Abdul Wahid mengemukakan keterangan tersebut sehubungan berlangsungnya rapat dengar pendapat (RDP) antara Panja Gula DPR dengan petani tebu se-Indonesia yang diwakili jajaran pengurus Asosiasi Petani Tebu Rakyat Indonesia (APTRI) dibawah pimpinan HM Arum Sabil pada 27 Januari 2016.

Menurut anggota Komisi VI DPR RI itu, enam komoditas utama lainnya yang digolongkan sebagai komoditas pangan utama bernilai strategis adalah padi, jagung, kedelai, daging sapi, aneka cabai, dan bawang merah.

Ia lebih lanjut menjelaskan, dalam lampiran Permentan 131/OT.140/12/2014 disebutkan bahwa untuk mewujudkan ketahanan pangan nasional, Pemerintah menetapkan target produksi pangan strategis nasional yang meliputi tujuh komoditas pangan utama, yaitu padi, jagung, kedelai, tebu/gula pasir, daging sapi, aneka cabai,dan bawang merah.

Dalam upaya mencapai target produksi pangan strategis itu Kementerian Pertanian bersama-sama dengan kementerian/lembaga non kementerian lainnya, pemerintah daerah, dan para pelaku usaha pertanian telah berkomitmen untuk mendukung pencapaian target ketahanan pangan nasional tersebut.

"Karenanya, untuk mendukung komitmen tersebut pemerintah harus membebaskan penggunaan pupuk bersubsidi kepada petani tebu, mengingat pemerintah sendiri telah menetapkan bahwa komoditas gula merupakan salah satu komoditas pangan utama yang memiliki nilai dan peran strategis," tegas Wahid.

Ia menambahkan, saat ini gula rafinasi (gula kristal putih) yang mestinya dipakai untuk kebutuhan industri makanan dan minuman ternyata banyak dijual di pasaran, sehingga perlu pengawasan ketat.

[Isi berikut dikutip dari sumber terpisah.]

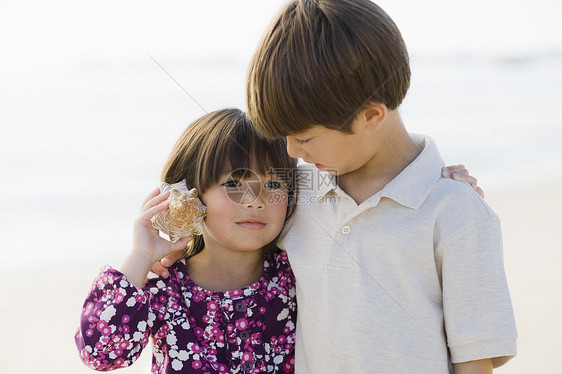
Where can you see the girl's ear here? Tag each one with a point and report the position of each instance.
(374, 115)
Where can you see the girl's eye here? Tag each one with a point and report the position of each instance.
(273, 185)
(231, 183)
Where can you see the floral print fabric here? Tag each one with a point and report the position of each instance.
(250, 330)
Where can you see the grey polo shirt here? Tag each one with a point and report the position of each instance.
(409, 281)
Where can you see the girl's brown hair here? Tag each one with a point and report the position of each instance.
(321, 62)
(221, 142)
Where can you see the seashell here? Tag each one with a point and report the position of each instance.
(184, 217)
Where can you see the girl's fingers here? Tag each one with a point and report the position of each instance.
(148, 214)
(154, 201)
(150, 196)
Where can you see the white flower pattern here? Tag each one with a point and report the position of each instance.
(251, 330)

Jenis gula ini harganya lebih murah dibanding gula yang diproduksi dalam negeri berbahan baku tebu.

Sementara itu Ketua Panja Gula DPR RI Dr Muhammad Farid Al Fauzi menegaskan bahwa untuk menegakkan kedaulatan pangan dan mengejar target swasembada gula, maka petani tebu maupun industri gula harus meningkatkan produktivitasnya.

Sebelumnya, Ketua Umum APTRI HM Arum Sabil menyampaikan keluhan petani tebu terkait dengan adanya pembatasan penggunaan pupuk bersubsidi oleh petani tebu dengan luasan lahan di atas dua hektare.

Dalam RDP Panja Gula DPR RI dengan APTRI itu Arum menegaskan, pembatasan penggunaan pupuk bersubsidi tersebut merugikan petani dan memicu keengganan petani untuk bertanam tebu.

"Karenanya kami berharap pemerintah konsisten dengan regulasinya demi meningkatkan produktivitas gula nasional serta untuk membantu menyejahterakan petani tebu. Kami juga berharap DPR memberi dukungan politik kepada kami serta ikut mengawasi pelaksanaan regulasi tersebut," katanya.